Pragmatica-Lung Cancer Treatment Trial
What is the Pragmatica-Lung cancer trial?
Pragmatica-Lung is a phase 3 clinical trial for people with non-small cell lung cancer that has spread beyond the lungs (stage 4 cancer). People in the trial will be assigned by chance (randomly) to receive either standard chemotherapy or a combination of the drugs ramucirumab (Cyramza) and pembrolizumab (Keytruda). These drugs have already been approved by the Food and Drug Administration (FDA) to treat certain types of cancer, including some types of lung cancer. Ramucirumab is a targeted drug that works by preventing new blood vessels from growing, and pembrolizumab is an immunotherapy that helps the body’s immune system attack the cancer.
Who is eligible to participate?
People aged 18 or older with stage 4 non-small cell lung cancer whose cancer has continued growing after treatment with immunotherapy and chemotherapy may be eligible to participate. Researchers hope to enroll 700 people to the trial.
What are the goals of Pragmatica-Lung?
The goal of the Pragmatica-Lung trial is to see if this combination of drugs can help those with advanced lung cancer live longer than with standard chemotherapy.

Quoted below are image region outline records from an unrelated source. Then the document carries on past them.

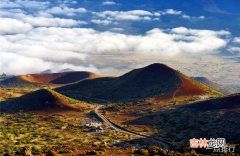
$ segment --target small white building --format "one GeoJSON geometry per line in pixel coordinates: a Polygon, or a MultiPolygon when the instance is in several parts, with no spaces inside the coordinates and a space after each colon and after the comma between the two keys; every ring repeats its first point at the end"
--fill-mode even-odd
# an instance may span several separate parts
{"type": "Polygon", "coordinates": [[[92,122],[92,121],[82,121],[80,124],[82,125],[86,125],[88,127],[98,127],[98,126],[102,126],[102,122],[92,122]]]}
{"type": "Polygon", "coordinates": [[[102,133],[102,132],[103,132],[103,128],[102,128],[101,126],[98,126],[98,127],[96,128],[96,132],[102,133]]]}
{"type": "Polygon", "coordinates": [[[198,99],[201,99],[201,100],[208,99],[208,95],[199,95],[198,99]]]}

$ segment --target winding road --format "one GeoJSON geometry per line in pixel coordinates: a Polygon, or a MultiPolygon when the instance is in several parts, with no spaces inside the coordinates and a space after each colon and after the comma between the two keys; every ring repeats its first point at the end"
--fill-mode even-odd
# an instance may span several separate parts
{"type": "Polygon", "coordinates": [[[115,125],[113,125],[108,119],[106,119],[101,113],[98,112],[98,110],[99,110],[100,108],[102,108],[103,106],[106,106],[106,105],[110,104],[110,101],[103,100],[103,99],[98,99],[98,98],[93,98],[93,97],[88,97],[88,96],[84,96],[84,95],[80,95],[80,94],[76,94],[76,93],[68,93],[68,95],[77,95],[77,96],[81,96],[81,97],[85,97],[85,98],[89,98],[89,99],[94,99],[94,100],[106,102],[105,105],[99,105],[99,106],[97,106],[97,107],[94,109],[94,111],[95,111],[95,113],[98,115],[98,117],[101,118],[101,119],[102,119],[107,125],[109,125],[111,128],[113,128],[113,129],[116,130],[116,131],[119,131],[119,132],[122,132],[122,133],[125,133],[125,134],[129,134],[129,135],[132,135],[132,136],[134,136],[134,137],[143,138],[143,139],[146,139],[146,140],[155,142],[155,143],[161,145],[164,150],[170,150],[170,149],[171,149],[171,147],[170,147],[168,144],[166,144],[166,143],[164,143],[164,142],[162,142],[162,141],[160,141],[160,140],[156,140],[156,139],[153,139],[153,138],[151,138],[151,137],[144,136],[144,135],[139,135],[139,134],[136,134],[136,133],[134,133],[134,132],[129,132],[129,131],[124,130],[124,129],[122,129],[122,128],[118,128],[119,126],[116,127],[115,125]]]}

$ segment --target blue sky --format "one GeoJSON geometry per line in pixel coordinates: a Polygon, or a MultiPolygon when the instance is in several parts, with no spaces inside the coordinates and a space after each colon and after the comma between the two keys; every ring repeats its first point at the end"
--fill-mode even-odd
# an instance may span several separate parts
{"type": "Polygon", "coordinates": [[[109,51],[170,59],[220,51],[218,57],[240,62],[239,0],[2,0],[0,17],[7,74],[63,68],[101,74],[112,65],[100,69],[89,60],[109,51]]]}

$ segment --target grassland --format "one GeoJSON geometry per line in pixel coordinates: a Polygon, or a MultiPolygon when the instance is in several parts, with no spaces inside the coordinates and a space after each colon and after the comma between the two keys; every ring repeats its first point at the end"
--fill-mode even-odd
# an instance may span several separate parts
{"type": "MultiPolygon", "coordinates": [[[[36,151],[37,149],[59,146],[66,142],[75,145],[82,143],[99,144],[103,141],[112,143],[116,140],[125,144],[127,142],[135,143],[135,138],[113,131],[107,125],[104,125],[105,132],[103,133],[95,133],[95,127],[86,127],[85,125],[68,126],[66,129],[61,129],[61,126],[68,123],[78,124],[81,121],[89,121],[88,115],[89,112],[53,115],[24,112],[3,114],[0,118],[0,148],[2,149],[0,155],[3,153],[13,154],[22,147],[36,151]]],[[[141,142],[144,145],[150,145],[144,140],[141,142]]]]}

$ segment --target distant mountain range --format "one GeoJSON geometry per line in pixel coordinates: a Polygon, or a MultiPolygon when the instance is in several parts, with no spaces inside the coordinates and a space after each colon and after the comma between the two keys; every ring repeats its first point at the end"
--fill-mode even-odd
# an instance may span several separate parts
{"type": "MultiPolygon", "coordinates": [[[[211,94],[210,88],[166,66],[151,64],[120,77],[102,77],[57,88],[57,92],[75,92],[113,101],[134,101],[166,93],[171,96],[211,94]]],[[[212,90],[212,92],[222,95],[212,90]]]]}
{"type": "Polygon", "coordinates": [[[47,69],[47,70],[44,70],[40,73],[43,73],[43,74],[46,74],[46,73],[63,73],[63,72],[72,72],[72,71],[74,71],[74,70],[71,69],[71,68],[62,69],[62,70],[59,70],[57,72],[55,72],[53,69],[47,69]]]}

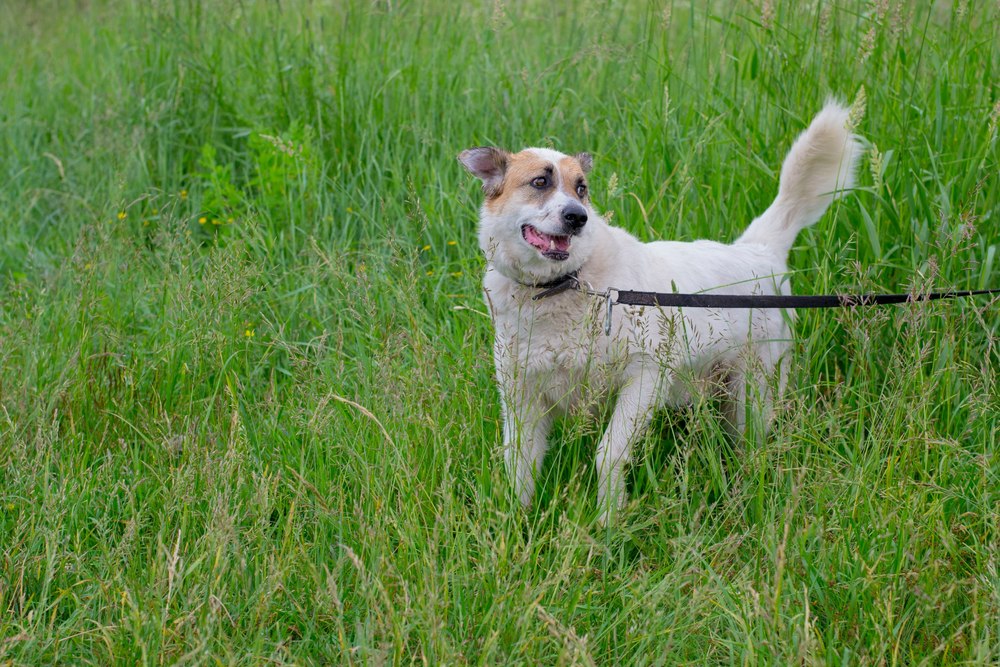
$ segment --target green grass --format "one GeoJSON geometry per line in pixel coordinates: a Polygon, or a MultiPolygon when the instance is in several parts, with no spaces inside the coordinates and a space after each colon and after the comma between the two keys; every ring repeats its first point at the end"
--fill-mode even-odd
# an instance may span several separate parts
{"type": "Polygon", "coordinates": [[[996,302],[804,313],[765,442],[664,415],[602,530],[571,420],[522,512],[455,160],[731,240],[863,88],[796,292],[1000,286],[1000,9],[930,4],[0,5],[0,665],[996,664],[996,302]]]}

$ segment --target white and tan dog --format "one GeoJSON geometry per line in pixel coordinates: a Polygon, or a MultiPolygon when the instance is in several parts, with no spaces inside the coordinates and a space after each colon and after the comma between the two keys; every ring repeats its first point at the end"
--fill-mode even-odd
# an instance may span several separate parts
{"type": "Polygon", "coordinates": [[[595,401],[615,397],[597,447],[602,521],[625,500],[629,450],[653,411],[683,404],[693,388],[719,381],[727,425],[742,433],[749,416],[766,432],[790,346],[790,318],[781,311],[618,306],[605,336],[600,299],[575,290],[532,297],[574,273],[598,291],[790,293],[796,235],[853,184],[860,148],[847,120],[846,109],[826,105],[785,158],[777,198],[731,245],[642,243],[608,225],[587,193],[586,153],[459,155],[486,194],[483,288],[496,329],[504,460],[523,504],[534,495],[553,420],[595,401]]]}

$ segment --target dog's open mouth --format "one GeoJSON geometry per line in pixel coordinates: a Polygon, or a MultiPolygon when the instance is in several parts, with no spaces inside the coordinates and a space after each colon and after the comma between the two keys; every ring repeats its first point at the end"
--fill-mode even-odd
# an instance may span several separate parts
{"type": "Polygon", "coordinates": [[[521,236],[530,246],[542,253],[544,257],[554,259],[557,262],[569,259],[569,236],[557,234],[546,234],[540,232],[531,225],[521,227],[521,236]]]}

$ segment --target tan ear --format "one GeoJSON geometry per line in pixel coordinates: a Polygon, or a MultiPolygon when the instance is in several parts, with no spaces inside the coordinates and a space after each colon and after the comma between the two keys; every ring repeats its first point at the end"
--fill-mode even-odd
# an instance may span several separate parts
{"type": "Polygon", "coordinates": [[[510,153],[491,146],[477,146],[458,154],[458,161],[483,182],[483,192],[493,196],[500,190],[510,153]]]}

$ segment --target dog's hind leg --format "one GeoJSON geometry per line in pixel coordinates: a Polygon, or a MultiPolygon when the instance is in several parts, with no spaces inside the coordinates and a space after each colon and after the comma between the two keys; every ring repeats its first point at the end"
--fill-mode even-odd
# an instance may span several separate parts
{"type": "Polygon", "coordinates": [[[640,368],[618,393],[611,422],[597,445],[597,506],[602,525],[625,505],[625,465],[659,402],[661,380],[657,373],[640,368]]]}
{"type": "Polygon", "coordinates": [[[774,402],[784,392],[787,378],[787,361],[774,352],[755,346],[729,368],[722,411],[727,430],[735,438],[762,438],[771,428],[774,402]],[[748,428],[748,418],[752,428],[748,428]]]}

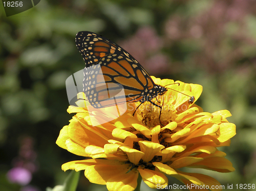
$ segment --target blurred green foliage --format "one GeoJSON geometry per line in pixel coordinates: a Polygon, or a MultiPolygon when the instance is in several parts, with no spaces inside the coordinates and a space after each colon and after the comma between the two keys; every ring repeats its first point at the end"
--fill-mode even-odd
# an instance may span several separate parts
{"type": "MultiPolygon", "coordinates": [[[[203,85],[198,105],[232,114],[237,134],[221,149],[236,171],[198,172],[223,185],[256,183],[256,2],[42,0],[8,17],[0,9],[1,190],[20,190],[6,177],[15,165],[32,163],[30,184],[45,190],[62,184],[62,163],[82,159],[55,143],[72,117],[66,79],[84,67],[74,40],[80,31],[118,43],[151,75],[203,85]],[[26,138],[33,157],[20,151],[26,138]]],[[[105,186],[81,176],[77,190],[93,190],[105,186]]]]}

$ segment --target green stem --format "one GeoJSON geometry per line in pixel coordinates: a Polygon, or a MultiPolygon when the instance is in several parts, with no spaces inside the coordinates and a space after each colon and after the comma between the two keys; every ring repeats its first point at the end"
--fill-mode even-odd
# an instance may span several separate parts
{"type": "Polygon", "coordinates": [[[138,179],[137,179],[137,187],[134,190],[134,191],[140,191],[140,184],[141,184],[141,180],[142,178],[141,176],[139,174],[139,176],[138,177],[138,179]]]}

The combination of ramucirumab and pembrolizumab that is being studied in Pragmatica-Lung was tested in an earlier phase 2 clinical trial that was part of the Lung-MAP precision medicine trial. In that trial, the combination seemed to help certain people with stage 4 lung cancer live longer. Pragmatica-Lung will enroll more and a wider variety of participants than the previous trial to confirm if the combination of pembrolizumab and ramucirumab helps patients live longer than if they were on standard chemotherapy.
Why is the Pragmatica-Lung clinical trial important?
Pragmatica-Lung is designed to remove many of the barriers that prevent people from joining clinical trials. Many trials restrict who can join based on how well they can perform the functions of daily life, a measure called performance status. Pragmatica-Lung allows the participation of people with lower performance status, who are more representative of people with advanced lung cancer.
The trial designers also cut out many of the extra tests, data collections, and secondary study goals that are often included in clinical trials. Although researchers can learn a lot from these other tests and side studies, they tend to place a large burden on study doctors, as well as on patients. Because ramucirumab and pembrolizumab are already FDA approved for many cancer indications, their side effects are well known. Therefore, the only side effects data trial investigators will collect is information on severe side effects from the two-drug combination.
Who is sponsoring the Pragmatica-Lung study?
Pragmatica-Lung is sponsored by the National Cancer Institute and being led by the SWOG Cancer Research Network in collaboration with the Alliance for Clinical Trials in Oncology. The study will be conducted with participation of the four US NCI National Clinical Trials Network (NCTN) groups that focus on cancer in adults. Pharmaceutical companies Merck and Eli Lilly and Co. are each providing one of the study drugs and additional trial funding.
This trial is part of a broader effort by NCI and FDA to modernize clinical trials. The hope is that this type of simplified trial can be less burdensome to patients and investigators and serve as a model for future cancer clinical trials.
How can I learn more about Pragmatica-Lung?
People interested in learning more about the Pragmatica-Lung trial should speak with their doctor. They may also view the protocol abstract to see detailed eligibility criteria, participating locations, and study outline, which they can share with their health care team.
The Pragmatica-Lung trial is indexed on Clinical Trials.gov under the identifier NCT05633602 and is also identified by the study number SWOG-S2302.